On the production front, it still couldn’t compete against the infidels. They have much younger workers, management would gripe, and they were more docile and loyal. How could they expect their own employees to be the same, when in fact their own employees were becoming more and more disgruntled with each new cut in benefits?

Yet the problem continued to be, glaringly, in its medical and retirement expenses. These expenses did not contribute at all towards producing cars, and yet they continued to be the most damaging item on its finances.

With each successive cut that resulted from the pricing wars, or from productivity increases by the competition, the corporation cut back on hiring new employees, and on the benefits it used to provide. The cutback in employees made it much harder for the corporation to increase its own productivity from a human standpoint. The cut in benefits made it much harder for the corporation to attract the same level of talent and commitment, as other, more generous corporations appeared on the scene. Mother of all shockers, even the infidels started to set up permanent facilities in the corporation’s own backyard, and started dipping into the same talent pool!
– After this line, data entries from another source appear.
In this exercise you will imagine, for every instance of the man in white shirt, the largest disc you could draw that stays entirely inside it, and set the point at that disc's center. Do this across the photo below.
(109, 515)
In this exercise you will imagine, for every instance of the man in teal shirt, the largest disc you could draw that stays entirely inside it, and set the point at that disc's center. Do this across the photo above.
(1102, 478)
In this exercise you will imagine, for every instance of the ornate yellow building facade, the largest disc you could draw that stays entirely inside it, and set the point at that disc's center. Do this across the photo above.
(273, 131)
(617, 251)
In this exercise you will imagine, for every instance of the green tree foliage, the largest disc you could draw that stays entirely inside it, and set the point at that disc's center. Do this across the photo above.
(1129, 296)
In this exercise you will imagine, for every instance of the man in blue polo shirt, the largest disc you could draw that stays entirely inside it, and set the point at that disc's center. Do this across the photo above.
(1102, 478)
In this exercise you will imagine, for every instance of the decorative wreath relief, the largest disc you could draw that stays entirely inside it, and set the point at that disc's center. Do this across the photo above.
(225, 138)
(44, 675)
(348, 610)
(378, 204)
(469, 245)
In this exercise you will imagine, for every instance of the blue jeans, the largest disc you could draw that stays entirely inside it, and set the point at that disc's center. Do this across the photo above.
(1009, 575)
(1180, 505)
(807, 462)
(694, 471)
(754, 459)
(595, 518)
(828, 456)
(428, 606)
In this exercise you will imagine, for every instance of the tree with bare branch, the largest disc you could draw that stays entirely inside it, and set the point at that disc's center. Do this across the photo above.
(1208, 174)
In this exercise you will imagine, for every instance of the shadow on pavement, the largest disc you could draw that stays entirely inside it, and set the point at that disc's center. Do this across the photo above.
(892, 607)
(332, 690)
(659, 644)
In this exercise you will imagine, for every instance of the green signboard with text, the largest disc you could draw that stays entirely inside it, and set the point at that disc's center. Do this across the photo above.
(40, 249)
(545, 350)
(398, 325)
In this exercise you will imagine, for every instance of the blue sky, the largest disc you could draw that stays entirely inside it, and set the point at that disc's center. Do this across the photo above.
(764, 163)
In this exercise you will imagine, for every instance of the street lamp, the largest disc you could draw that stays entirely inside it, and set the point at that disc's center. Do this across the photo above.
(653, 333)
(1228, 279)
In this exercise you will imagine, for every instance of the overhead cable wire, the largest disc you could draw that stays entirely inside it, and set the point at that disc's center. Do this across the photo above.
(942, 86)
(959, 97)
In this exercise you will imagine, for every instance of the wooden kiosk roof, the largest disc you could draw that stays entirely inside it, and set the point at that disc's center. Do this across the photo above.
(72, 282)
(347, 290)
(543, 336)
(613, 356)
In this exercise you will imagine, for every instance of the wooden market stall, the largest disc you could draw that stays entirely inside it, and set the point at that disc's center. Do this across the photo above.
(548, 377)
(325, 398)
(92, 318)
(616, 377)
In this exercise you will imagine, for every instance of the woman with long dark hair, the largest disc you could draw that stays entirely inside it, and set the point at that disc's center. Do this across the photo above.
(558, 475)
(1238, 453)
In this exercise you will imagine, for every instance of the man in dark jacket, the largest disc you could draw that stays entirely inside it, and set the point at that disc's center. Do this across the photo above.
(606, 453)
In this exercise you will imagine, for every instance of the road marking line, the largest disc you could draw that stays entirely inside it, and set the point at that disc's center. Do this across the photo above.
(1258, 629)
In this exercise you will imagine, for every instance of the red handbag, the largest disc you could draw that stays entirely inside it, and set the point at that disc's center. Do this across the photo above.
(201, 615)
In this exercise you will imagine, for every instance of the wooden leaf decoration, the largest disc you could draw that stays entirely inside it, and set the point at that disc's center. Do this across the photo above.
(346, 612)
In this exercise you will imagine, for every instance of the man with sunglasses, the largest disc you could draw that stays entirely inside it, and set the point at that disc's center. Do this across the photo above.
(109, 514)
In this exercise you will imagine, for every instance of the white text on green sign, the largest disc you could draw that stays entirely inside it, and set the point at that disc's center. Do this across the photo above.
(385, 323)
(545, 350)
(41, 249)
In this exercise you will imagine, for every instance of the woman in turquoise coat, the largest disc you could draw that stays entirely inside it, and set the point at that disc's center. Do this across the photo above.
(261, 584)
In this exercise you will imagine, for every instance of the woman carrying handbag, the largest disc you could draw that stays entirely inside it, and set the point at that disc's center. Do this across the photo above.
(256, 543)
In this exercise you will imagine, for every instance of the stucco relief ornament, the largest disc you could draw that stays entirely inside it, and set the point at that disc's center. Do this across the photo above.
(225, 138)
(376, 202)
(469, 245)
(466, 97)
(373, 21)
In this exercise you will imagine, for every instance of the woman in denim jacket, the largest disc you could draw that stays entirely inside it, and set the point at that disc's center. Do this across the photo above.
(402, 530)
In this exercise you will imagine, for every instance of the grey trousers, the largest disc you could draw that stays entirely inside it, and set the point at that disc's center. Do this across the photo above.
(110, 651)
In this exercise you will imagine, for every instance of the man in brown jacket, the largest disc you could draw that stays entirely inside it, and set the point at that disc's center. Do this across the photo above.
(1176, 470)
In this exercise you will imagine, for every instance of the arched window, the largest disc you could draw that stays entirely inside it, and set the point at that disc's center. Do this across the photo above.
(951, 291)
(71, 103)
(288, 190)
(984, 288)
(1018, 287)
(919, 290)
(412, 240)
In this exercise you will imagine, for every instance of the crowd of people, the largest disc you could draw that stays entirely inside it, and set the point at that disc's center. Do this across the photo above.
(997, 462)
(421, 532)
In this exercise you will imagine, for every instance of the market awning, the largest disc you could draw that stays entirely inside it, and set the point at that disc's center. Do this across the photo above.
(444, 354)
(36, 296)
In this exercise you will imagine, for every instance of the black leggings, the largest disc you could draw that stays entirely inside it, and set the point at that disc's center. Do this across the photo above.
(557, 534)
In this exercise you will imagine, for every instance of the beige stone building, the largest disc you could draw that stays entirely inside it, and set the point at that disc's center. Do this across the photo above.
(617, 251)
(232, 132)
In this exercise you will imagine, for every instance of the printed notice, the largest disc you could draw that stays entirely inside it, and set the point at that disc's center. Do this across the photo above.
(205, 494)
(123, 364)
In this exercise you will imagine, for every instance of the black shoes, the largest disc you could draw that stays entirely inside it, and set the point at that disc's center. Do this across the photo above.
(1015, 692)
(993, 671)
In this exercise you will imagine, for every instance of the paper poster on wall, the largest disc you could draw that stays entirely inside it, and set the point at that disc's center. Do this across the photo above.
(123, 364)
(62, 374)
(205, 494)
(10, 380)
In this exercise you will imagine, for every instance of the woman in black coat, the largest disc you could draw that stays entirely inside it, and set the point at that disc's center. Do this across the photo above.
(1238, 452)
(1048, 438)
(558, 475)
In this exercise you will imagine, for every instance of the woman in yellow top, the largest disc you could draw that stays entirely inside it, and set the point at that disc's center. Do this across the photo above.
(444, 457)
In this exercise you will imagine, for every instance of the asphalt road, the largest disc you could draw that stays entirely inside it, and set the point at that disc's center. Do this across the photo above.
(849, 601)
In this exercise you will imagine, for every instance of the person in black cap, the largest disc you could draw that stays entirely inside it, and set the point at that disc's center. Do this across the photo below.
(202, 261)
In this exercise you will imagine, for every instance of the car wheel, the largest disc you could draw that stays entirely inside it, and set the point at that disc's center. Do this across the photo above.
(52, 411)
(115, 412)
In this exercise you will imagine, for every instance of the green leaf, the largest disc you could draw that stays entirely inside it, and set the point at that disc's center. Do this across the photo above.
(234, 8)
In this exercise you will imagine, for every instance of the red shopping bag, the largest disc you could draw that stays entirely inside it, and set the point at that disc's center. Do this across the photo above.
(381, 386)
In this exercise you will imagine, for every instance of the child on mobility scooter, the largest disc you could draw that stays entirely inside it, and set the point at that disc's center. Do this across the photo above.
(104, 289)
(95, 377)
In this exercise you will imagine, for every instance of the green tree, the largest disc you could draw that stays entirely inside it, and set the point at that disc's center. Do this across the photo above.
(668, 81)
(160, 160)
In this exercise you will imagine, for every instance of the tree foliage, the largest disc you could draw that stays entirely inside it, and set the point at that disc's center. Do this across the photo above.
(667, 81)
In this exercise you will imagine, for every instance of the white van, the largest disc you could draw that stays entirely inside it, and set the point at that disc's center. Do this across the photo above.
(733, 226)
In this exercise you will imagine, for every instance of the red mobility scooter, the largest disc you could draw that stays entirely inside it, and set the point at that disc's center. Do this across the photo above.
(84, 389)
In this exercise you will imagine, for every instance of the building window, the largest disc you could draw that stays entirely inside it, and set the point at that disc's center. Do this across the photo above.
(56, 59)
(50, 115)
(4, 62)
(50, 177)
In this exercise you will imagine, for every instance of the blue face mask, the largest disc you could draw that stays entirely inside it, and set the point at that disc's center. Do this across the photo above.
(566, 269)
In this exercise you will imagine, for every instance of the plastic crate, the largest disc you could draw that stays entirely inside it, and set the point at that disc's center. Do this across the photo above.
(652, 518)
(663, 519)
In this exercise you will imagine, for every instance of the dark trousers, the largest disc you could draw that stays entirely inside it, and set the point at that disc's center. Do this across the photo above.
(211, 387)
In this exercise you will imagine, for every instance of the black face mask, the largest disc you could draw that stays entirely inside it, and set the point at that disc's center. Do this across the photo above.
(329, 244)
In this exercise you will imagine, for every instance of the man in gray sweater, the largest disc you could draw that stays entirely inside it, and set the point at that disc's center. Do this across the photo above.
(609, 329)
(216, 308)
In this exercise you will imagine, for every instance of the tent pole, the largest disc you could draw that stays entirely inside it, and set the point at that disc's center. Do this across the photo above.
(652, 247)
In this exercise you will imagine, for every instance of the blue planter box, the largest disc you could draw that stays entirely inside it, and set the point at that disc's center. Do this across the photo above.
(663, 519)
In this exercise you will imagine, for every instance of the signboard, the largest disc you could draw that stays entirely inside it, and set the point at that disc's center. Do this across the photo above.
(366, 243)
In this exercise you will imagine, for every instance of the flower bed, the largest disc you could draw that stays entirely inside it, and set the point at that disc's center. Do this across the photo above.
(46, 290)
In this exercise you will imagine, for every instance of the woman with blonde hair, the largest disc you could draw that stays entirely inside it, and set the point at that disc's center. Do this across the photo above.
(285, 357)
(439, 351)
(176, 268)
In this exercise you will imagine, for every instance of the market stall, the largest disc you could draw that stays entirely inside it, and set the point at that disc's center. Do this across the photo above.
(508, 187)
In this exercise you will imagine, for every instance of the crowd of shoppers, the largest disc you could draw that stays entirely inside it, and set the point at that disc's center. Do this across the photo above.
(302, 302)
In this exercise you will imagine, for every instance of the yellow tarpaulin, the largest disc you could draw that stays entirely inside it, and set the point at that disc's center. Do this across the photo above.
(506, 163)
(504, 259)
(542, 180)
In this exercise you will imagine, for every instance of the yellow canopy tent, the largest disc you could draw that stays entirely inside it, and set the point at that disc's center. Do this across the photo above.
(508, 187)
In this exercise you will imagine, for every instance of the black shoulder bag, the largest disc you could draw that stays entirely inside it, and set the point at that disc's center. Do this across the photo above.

How could these workers go to the infidels, who did not promise retirement and healthcare benefits, bemoaned management. Ah, but the corporation no longer promised the same, and it was a free-for-all for every competitor. It would now be a foregone conclusion, though it would be years in the making, and the corporation would continue to deny it, especially during those years when it surprisingly made good money, but its years were already numbered.

Years passed by. Years turned into decades. The company continued to pay its legacy costs. But then, the infidels were by now paying their own legacy costs, though at much more modest amounts. The corporation was already in its last throes. Profits were already a thing of the past, and still, clients continued to abandon the corporation’s products.

Then one day it finally happened.

The corporation, no longer able to maintain its charade, finally gave up the ghost. Bells tolled for the once mighty competitor. Commentators took a break from their criticizing, and paid their respects. Even the infidels silently paid their respects.

It wasn’t everyday that a formidable company folded up, and it wasn’t everyday that a great one was born. The corporation, a product of its times, the once great future of organizations, the one that was supposed to supplant many of the functions of government, was no more. And with its demise, it entered into legend.

Songs and stories would be told of its great legend, and, multitudes of generations later, people would look back and wonder. Was it all true? Could it all be based on real events? Could there have been a real company behind this wonderful legend? The legend continued to be passed down. For indeed, it was the stuff of wonder – the legend of the healthcare provider – that tried to finance its goodness – by trying to sell automobiles.